Course Prerequisites
Courses have prerequisites. Can you complete all courses? Is ordering possible?
def can_finish_courses(num_courses, prerequisites):
# Build graph
graph = {i: [] for i in range(num_courses)}
in_degree = {i: 0 for i in range(num_courses)}
for course, prereq in prerequisites:
graph[prereq].append(course)
in_degree[course] += 1
# Topological sort
queue = deque([c for c in range(num_courses) if in_degree[c] == 0])
count = 0
while queue:
course = queue.popleft()
count += 1
for next_course in graph[course]:
in_degree[next_course] -= 1
if in_degree[next_course] == 0:
queue.append(next_course)
return count == num_courses
# Course 1 requires 0, Course 2 requires 1, Course 3 requires 1 and 2
prereqs = [[1, 0], [2, 1], [3, 1], [3, 2]]

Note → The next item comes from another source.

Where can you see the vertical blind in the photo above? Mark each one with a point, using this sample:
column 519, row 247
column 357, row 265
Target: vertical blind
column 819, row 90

print(can_finish_courses(4, prereqs)) # True
# Circular: 1 requires 0, 0 requires 1
circular = [[1, 0], [0, 1]]
print(can_finish_courses(2, circular)) # False (cycle)
Clone a Graph
Deep copy a graph.
class Node:
def __init__(self, val, neighbors=None):
self.val = val
self.neighbors = neighbors if neighbors else []
def clone_graph(node):
if not node:
return None
visited = {}
def dfs(n):
if n in visited:
return visited[n]
clone = Node(n.val)
visited[n] = clone
for neighbor in n.neighbors:
clone.neighbors.append(dfs(neighbor))
return clone
return dfs(node)
DFS creates copy while traversing. Hash map prevents infinite loops.
When to Use Graphs
Relationships matter: Social networks, dependencies, connections.
Path finding: Navigation, routing, reachability.
Network flow: Traffic, pipelines, internet routing.
Ordering: Topological sort for dependencies.
Clustering: Connected components, communities.
When NOT to Use
Hierarchical with single parent: Use tree instead.
Sequential access: Use array or list.
Key-value lookup: Use hash table.
The Power
Graphs model complex relationships:
- BFS for shortest paths
- DFS for cycles, components, ordering
- Topological sort for dependencies
- Connected components for clustering
Understanding applications means recognizing graph patterns in real problems.
Master graph applications, and you'll solve network, dependency, and pathfinding problems efficiently.